— Смотри, сломаешь себе голову, опришок, довбущук[3] ты поганый! — крикнул со стены десятник и погрозил уходящему кулаком.
На другой день я встал рано и выглянул в окно. На улице было еще тихо. Рабочие только сходились «на фабрику»: Я немало удивился, увидев среди них выгнанного вчера каменщика. Заинтересовавшись, я начал смотреть, что из этого выйдет, когда явится десятник. Остальные рабочие разговаривали между собой мало, а к выгнанному и вовсе никто не подходил, он стоял сбоку у забора. Но вот явился и десятник, почему-то посапывая, точно кузнечный мех. Он быстро оглядел рабочих; его гневный взгляд остановился на выгнанной вчера каменщике.

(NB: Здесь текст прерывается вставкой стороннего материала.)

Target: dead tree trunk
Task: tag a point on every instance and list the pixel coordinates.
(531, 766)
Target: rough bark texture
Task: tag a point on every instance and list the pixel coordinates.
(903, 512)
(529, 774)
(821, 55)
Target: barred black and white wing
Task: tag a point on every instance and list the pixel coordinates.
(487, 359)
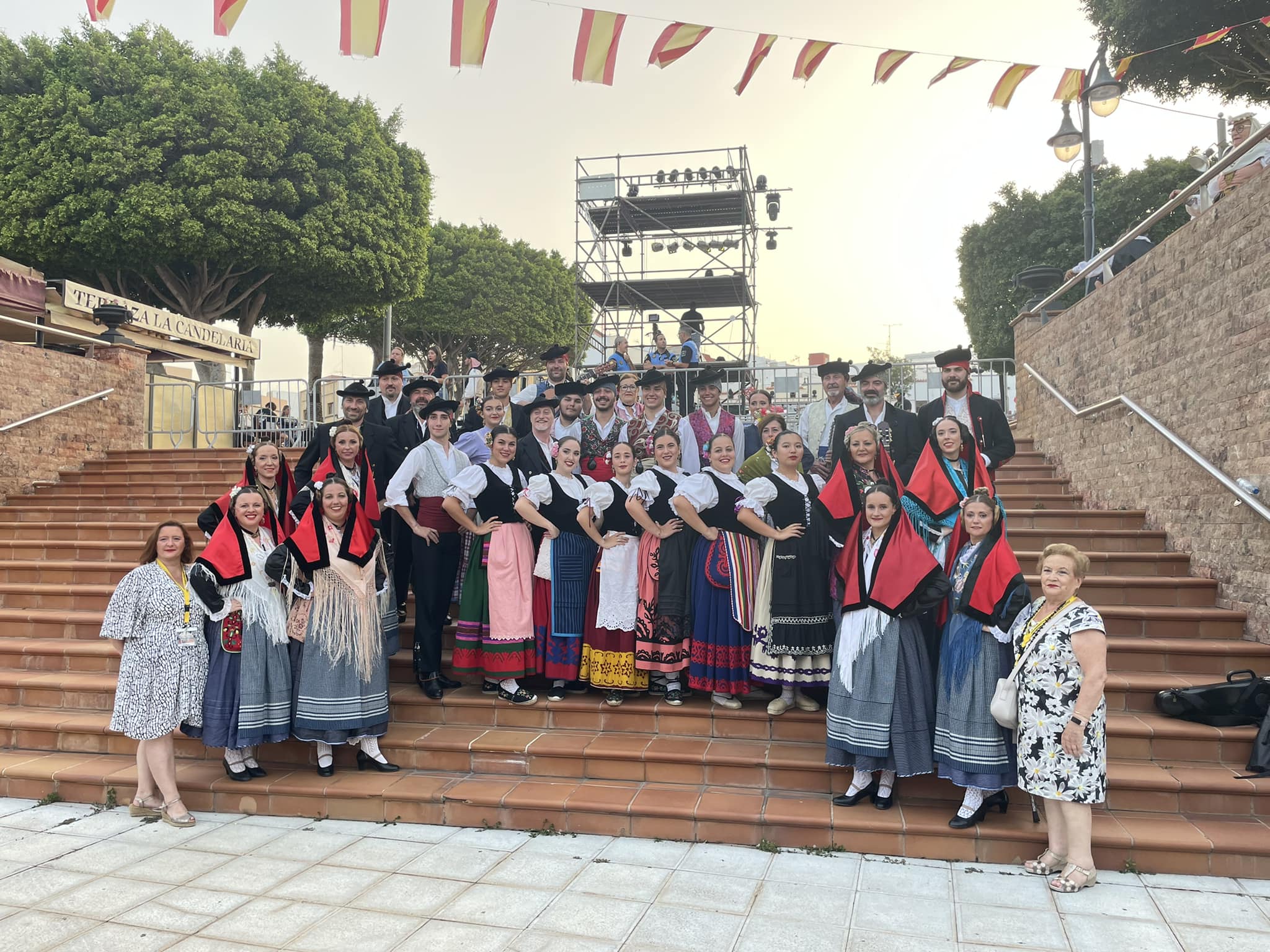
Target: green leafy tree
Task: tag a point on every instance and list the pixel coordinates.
(1238, 68)
(203, 184)
(1028, 227)
(505, 300)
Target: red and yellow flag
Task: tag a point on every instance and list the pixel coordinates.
(888, 63)
(762, 47)
(1123, 66)
(676, 41)
(1208, 38)
(470, 24)
(1005, 89)
(956, 65)
(225, 14)
(809, 58)
(99, 9)
(361, 27)
(1070, 87)
(596, 54)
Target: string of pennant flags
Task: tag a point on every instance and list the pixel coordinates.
(600, 32)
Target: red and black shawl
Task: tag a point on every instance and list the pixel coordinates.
(904, 566)
(368, 496)
(308, 544)
(278, 523)
(933, 488)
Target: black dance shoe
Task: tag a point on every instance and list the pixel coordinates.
(367, 762)
(851, 800)
(1000, 800)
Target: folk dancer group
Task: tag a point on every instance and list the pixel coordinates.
(861, 559)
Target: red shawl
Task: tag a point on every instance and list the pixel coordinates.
(992, 578)
(285, 490)
(368, 498)
(902, 566)
(225, 552)
(933, 488)
(308, 544)
(841, 496)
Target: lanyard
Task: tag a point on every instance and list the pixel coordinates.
(184, 589)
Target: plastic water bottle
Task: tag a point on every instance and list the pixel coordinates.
(1248, 487)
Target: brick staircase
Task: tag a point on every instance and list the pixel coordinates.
(646, 770)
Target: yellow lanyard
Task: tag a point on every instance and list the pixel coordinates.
(184, 589)
(1036, 625)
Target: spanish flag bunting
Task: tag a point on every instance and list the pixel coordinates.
(762, 47)
(361, 27)
(1208, 38)
(1005, 89)
(888, 63)
(225, 14)
(470, 24)
(1070, 87)
(1123, 66)
(956, 65)
(99, 9)
(676, 41)
(809, 58)
(596, 54)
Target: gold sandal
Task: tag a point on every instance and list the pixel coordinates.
(1065, 884)
(140, 808)
(1039, 867)
(183, 822)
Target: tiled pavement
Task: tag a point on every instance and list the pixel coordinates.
(73, 879)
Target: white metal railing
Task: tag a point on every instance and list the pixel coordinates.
(1151, 220)
(1122, 400)
(42, 414)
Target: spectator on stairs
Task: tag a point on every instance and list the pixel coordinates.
(163, 666)
(248, 696)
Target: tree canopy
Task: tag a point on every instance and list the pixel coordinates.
(1026, 227)
(1238, 68)
(505, 300)
(200, 183)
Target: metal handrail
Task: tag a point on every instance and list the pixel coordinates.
(102, 395)
(1245, 496)
(1151, 220)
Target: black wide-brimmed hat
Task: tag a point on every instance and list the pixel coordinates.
(871, 369)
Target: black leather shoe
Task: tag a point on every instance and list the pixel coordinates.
(843, 800)
(365, 763)
(1000, 800)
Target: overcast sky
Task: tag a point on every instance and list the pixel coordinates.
(884, 178)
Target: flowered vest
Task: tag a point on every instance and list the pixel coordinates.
(701, 430)
(641, 432)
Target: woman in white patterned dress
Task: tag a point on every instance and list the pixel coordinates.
(1062, 716)
(163, 666)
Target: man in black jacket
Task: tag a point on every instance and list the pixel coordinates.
(381, 446)
(389, 404)
(900, 431)
(985, 416)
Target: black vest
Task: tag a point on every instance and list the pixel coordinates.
(498, 500)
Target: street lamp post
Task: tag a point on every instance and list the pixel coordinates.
(1100, 95)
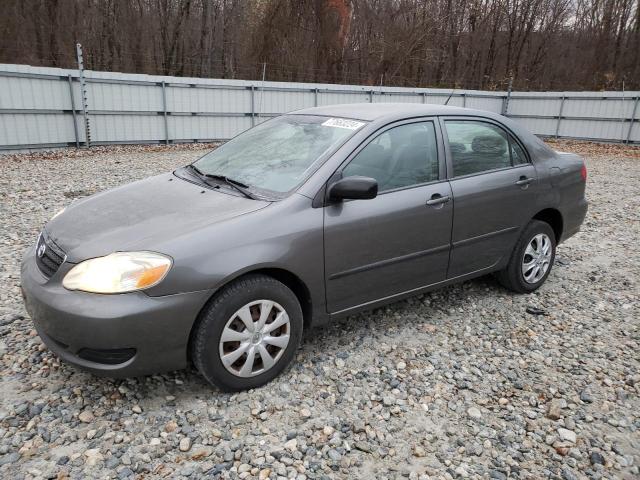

— А ты, опришок, опять здесь? Чего тебе здесь надо? Кому ты нужен?
— Пан десятник. — отзывается рабочий, подвигаясь на два шага (среди общей тишины слышно, как дрожит егo еле сдерживаемый голос), — пан десятник, сжальтесь. Что я вам сделал? За что вы меня хлеба лишаете? Вы же знаете, я сейчас работы нигде не найду, а дома…
— Прочь отсюда, арестантская морда! — рявкнул десятник, которому нынче был не по душе этот покорный вид, как вчера упорное, угрюмое молчание.
Каменщик опустил голову, взял подмышку свой мешок с инструментом и ушел.
Целую неделю после этого я наблюдал по утрам ту же самую сцену на улице. Выгнанный каменщик, видимо, не мог нигде найти работы и приходил по утрам просить десятника, чтобы тот его принял. Но десятник был тверд, как камень. Никакие просьбы, никакие заклинания его не трогали, и чем больше каменщик гнул перед ним спину да кланялся, чем глубже западали у него потускневшие глаза, тем больше измывался над ним приказчик, тем более резкими и презрительными словами обзывал он несчастного рабочего. А бедняга при каждом отказе только стискивал зубы, забирал молча подмышку свой мешок и бежал без оглядки, точно боясь страшного искушения, которое так и тянуло его на недоброе дело.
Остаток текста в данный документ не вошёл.